Menino

Eu insisto. Insistir é meu dom maior. Contra quase tudo o que já vivi, eu prefiro seguir acreditando, teimando que não é só isso. Que há um maior sentido do que acordar e temer relógios, que há maior razão que só afastar o calor ou vencer o frio. Há uma fome maior, uma fome que não come.

Eu prefiro acreditar que há poesia costurando as coisas, que pode haver doçura ali mesmo, na véspera da pressa, na borda do atraso, no próximo passo, escondida em algo banal. Eu prefiro insistir que não é só o que acham que eu mereço, o merecido. Se por um segundo você deixasse de lado toda a certeza que tem, toda a razão que defende, se levantaria e enxergaria também, comigo.

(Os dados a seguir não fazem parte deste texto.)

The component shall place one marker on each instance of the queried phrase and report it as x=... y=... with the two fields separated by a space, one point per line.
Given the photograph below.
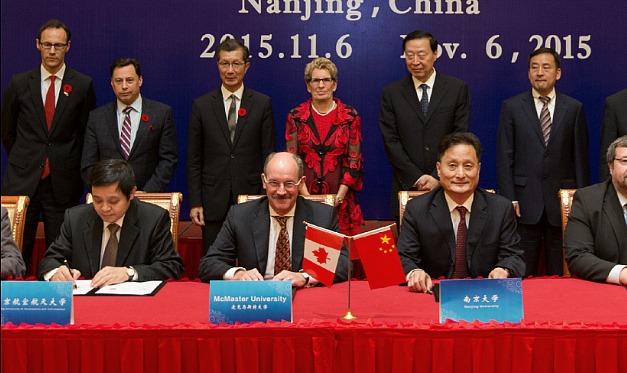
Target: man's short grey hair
x=620 y=142
x=297 y=159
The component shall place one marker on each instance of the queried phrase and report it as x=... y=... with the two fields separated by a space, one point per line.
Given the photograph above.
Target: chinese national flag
x=322 y=251
x=379 y=257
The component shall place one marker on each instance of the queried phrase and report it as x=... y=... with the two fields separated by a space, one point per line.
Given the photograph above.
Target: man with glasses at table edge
x=595 y=240
x=253 y=231
x=231 y=131
x=44 y=114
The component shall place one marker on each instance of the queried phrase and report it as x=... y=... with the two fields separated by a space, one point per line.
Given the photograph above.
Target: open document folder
x=125 y=288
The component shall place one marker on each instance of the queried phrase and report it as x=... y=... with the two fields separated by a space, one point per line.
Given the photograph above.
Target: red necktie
x=125 y=136
x=49 y=110
x=282 y=258
x=461 y=263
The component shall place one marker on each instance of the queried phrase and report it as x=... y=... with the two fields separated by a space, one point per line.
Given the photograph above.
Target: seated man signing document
x=458 y=230
x=118 y=238
x=267 y=236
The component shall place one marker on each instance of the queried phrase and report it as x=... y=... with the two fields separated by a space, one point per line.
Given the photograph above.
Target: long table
x=570 y=325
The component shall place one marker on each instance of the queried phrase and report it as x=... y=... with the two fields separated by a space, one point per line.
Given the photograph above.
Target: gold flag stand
x=349 y=315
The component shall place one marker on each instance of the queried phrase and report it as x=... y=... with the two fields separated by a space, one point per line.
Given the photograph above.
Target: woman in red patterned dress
x=326 y=134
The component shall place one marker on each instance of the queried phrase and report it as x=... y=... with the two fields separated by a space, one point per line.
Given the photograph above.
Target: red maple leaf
x=321 y=255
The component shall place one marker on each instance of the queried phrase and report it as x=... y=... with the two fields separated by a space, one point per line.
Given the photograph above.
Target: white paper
x=82 y=287
x=130 y=288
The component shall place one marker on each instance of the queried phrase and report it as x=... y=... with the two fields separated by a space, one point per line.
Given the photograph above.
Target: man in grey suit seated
x=459 y=230
x=595 y=240
x=115 y=239
x=252 y=232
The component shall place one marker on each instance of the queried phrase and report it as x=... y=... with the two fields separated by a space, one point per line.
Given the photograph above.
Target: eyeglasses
x=622 y=161
x=57 y=46
x=235 y=65
x=318 y=81
x=286 y=185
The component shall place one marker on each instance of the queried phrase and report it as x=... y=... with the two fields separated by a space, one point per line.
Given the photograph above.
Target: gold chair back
x=566 y=200
x=16 y=206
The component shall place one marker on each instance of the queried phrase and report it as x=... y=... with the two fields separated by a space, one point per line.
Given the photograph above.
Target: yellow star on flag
x=385 y=239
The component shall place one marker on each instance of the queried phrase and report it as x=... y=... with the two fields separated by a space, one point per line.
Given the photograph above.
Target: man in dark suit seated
x=458 y=230
x=416 y=112
x=134 y=128
x=116 y=239
x=595 y=240
x=253 y=231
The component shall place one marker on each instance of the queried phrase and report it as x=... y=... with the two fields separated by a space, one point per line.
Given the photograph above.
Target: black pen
x=70 y=269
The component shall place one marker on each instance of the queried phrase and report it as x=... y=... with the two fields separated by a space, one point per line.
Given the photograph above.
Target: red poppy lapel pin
x=67 y=89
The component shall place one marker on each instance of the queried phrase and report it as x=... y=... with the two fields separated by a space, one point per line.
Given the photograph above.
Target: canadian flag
x=322 y=251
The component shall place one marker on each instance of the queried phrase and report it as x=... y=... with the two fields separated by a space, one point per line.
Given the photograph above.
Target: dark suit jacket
x=27 y=141
x=145 y=243
x=218 y=169
x=614 y=126
x=595 y=239
x=245 y=234
x=154 y=152
x=411 y=139
x=532 y=173
x=427 y=238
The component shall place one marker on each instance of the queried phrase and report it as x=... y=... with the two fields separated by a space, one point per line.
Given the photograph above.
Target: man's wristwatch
x=306 y=276
x=130 y=271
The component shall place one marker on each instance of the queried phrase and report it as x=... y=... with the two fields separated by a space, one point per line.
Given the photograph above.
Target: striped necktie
x=545 y=119
x=125 y=136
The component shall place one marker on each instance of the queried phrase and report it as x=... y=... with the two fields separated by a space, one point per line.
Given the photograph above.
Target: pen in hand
x=70 y=269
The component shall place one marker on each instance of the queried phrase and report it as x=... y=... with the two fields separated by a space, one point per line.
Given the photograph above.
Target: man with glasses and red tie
x=595 y=240
x=231 y=131
x=459 y=230
x=133 y=128
x=266 y=237
x=44 y=114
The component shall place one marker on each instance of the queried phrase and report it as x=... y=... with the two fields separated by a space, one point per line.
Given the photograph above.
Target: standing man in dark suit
x=595 y=240
x=416 y=113
x=231 y=132
x=459 y=231
x=145 y=137
x=115 y=239
x=614 y=126
x=252 y=231
x=542 y=147
x=44 y=115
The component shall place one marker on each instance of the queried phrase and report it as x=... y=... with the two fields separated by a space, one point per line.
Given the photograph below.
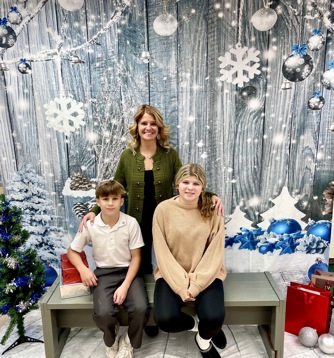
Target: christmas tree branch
x=9 y=330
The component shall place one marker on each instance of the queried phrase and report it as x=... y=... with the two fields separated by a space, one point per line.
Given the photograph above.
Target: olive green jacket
x=130 y=173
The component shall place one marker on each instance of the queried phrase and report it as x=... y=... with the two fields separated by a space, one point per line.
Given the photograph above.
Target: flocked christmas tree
x=27 y=191
x=22 y=278
x=284 y=208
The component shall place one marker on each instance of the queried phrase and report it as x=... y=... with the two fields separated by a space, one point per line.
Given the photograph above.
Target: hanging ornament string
x=240 y=61
x=240 y=22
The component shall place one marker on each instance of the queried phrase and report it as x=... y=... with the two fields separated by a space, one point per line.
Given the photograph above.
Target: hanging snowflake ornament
x=298 y=66
x=327 y=79
x=14 y=16
x=64 y=114
x=238 y=61
x=316 y=41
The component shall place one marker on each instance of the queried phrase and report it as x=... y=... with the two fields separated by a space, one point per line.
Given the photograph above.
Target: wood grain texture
x=250 y=154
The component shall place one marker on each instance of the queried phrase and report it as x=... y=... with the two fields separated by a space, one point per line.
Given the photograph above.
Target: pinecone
x=80 y=210
x=80 y=182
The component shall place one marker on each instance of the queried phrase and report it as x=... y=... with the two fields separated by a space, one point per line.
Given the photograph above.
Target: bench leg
x=54 y=338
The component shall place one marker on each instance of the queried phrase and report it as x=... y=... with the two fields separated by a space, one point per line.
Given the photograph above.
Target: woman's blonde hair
x=204 y=202
x=163 y=135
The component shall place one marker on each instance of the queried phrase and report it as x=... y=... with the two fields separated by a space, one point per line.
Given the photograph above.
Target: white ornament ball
x=315 y=42
x=327 y=79
x=14 y=17
x=71 y=5
x=165 y=25
x=308 y=336
x=326 y=343
x=264 y=19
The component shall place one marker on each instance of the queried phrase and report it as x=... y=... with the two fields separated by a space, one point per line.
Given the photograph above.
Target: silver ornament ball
x=7 y=37
x=264 y=19
x=326 y=343
x=316 y=103
x=327 y=79
x=308 y=336
x=15 y=18
x=297 y=68
x=165 y=25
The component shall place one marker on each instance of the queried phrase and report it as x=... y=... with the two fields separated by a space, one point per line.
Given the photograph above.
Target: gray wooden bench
x=250 y=298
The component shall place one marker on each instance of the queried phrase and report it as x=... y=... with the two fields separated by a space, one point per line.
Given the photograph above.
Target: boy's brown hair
x=109 y=187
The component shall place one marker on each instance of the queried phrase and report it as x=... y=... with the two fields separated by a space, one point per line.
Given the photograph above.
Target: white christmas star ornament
x=234 y=67
x=64 y=115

Não daria dois passos, nem viraria a mesa, as maiores mudanças são silenciosas, elas explodem como uma luzinha no fundo do olhar — Cabum! — e você voltaria a notar o céu sobre e não sob você. Você voltaria a ter o dom de interpretar as nuvens, conversar com estrelas, enxergar o coelho que mora na lua. Bastaria um segundo para você perceber que tem se dado demais para coisas que importam bem pouquinho no final das contas.

Por isso, eu prefiro insistir que sim, eu vim ao mundo a passeio. Isso aqui tudo sempre me pareceu um longo passeio numa manhã de sol. Não é possível que você também não esteja sentindo os dedos delicados do sol na sua testa, como as mãozinhas de uma criança, quase que não encostando. Você não consegue ver? As árvores estão dançando, como velhinhas em um passo antigo que só elas podem entender.

Eu vim, vim a passeio pra ver. Vim grudado na janela encantado pela correria das árvores na beira da estrada, vim imaginando o que tem lá, depois do azul do teto do mundo. Eu vim, cheguei menino e, meio que distraído pela doçura das coisas miúdas, me mantive assim. Eu me esqueci de endurecer. Prefiro seguir pequeno porque há mais beleza nas miudezas. Prefiro ver tudo de perto. Tudo no mundo aponta — Olha, lá! Olha, ali! Bem ali! A beleza que a vida escondeu pra você encontrar.